Kōgami hanya mengambil handuk dan sedikit menyeka lehernya yang berkeringat. Ia diam saja atas pertanyaan dari Sasayama. Kōgami mempelajari trik Sasayama. Jika pria itu ingin menggali informasi mendalam mengenai dirinya, Sasayama akan menggelayut tanpa henti di sisinya, selama berhari-hari, sampai Kōgami menyerah dan membagikan isi kepalanya kepada bawahannya itu. Umumnya, Sasayama kemudian akan mengolok Kōgami sebelum perilakunya itu ditegur oleh Ginoza. Tapi rasanya, untuk yang satu ini, Sasayama merasa ia tidak patut menggelayut terlalu lama di sisi atasannya itu. Nampaknya ini suatu hal yang sudah sejak lama Kōgami simpan sendiri, sejak pertama mereka bertemu, nampak ada selayang kabut yang selalu menutupi mata kelabu pria jangkung itu. Sasayama hanya memutar botol minumnya lalu mengeluarkan sepak Spinel yang ia simpan di dalam tas olahraganya dan mulai memantiknya. Kōgami, yang merasa terganggu dengan asap rokok, hanya mengabutkan asapnya dengan kedua tangannya sebelum terbatuk pelan.
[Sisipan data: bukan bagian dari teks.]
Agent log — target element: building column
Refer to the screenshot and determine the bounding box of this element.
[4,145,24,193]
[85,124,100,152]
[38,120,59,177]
"Hei, merokoklah di luar!"

Sasayama hanya menyengir saja sebelum ia beranjak dari kursi dan mengeluarkan satu sesapan asap lagi, tepat di samping Kōgami, dan meninggalkan pria itu sendirian di sasana.


"Berhenti!"

Kōgami mengangkat Dominatornya, sementara Masaoka sibuk mengejarnya, dengan Akane di belakang detektif senior itu. Suara Gino menggelegar, melarang Kōgami untuk 'mengikuti insting' detektifnya, yang menurut Gino, sangat tidak berguna dan tidak memiliki basis saintifik. Namun, ketika seekor anjing sudah yakin akan indra memburunya, tidak seekor hewan manapun dapat menghentikannya. Kōgami hanya mempercepat langkahnya. Ia selalu bertaruh pada instingnya. Terakhir kali ia menggunakannya, ia membantu Gino menyelesaikan sebuah kasus yang sulit.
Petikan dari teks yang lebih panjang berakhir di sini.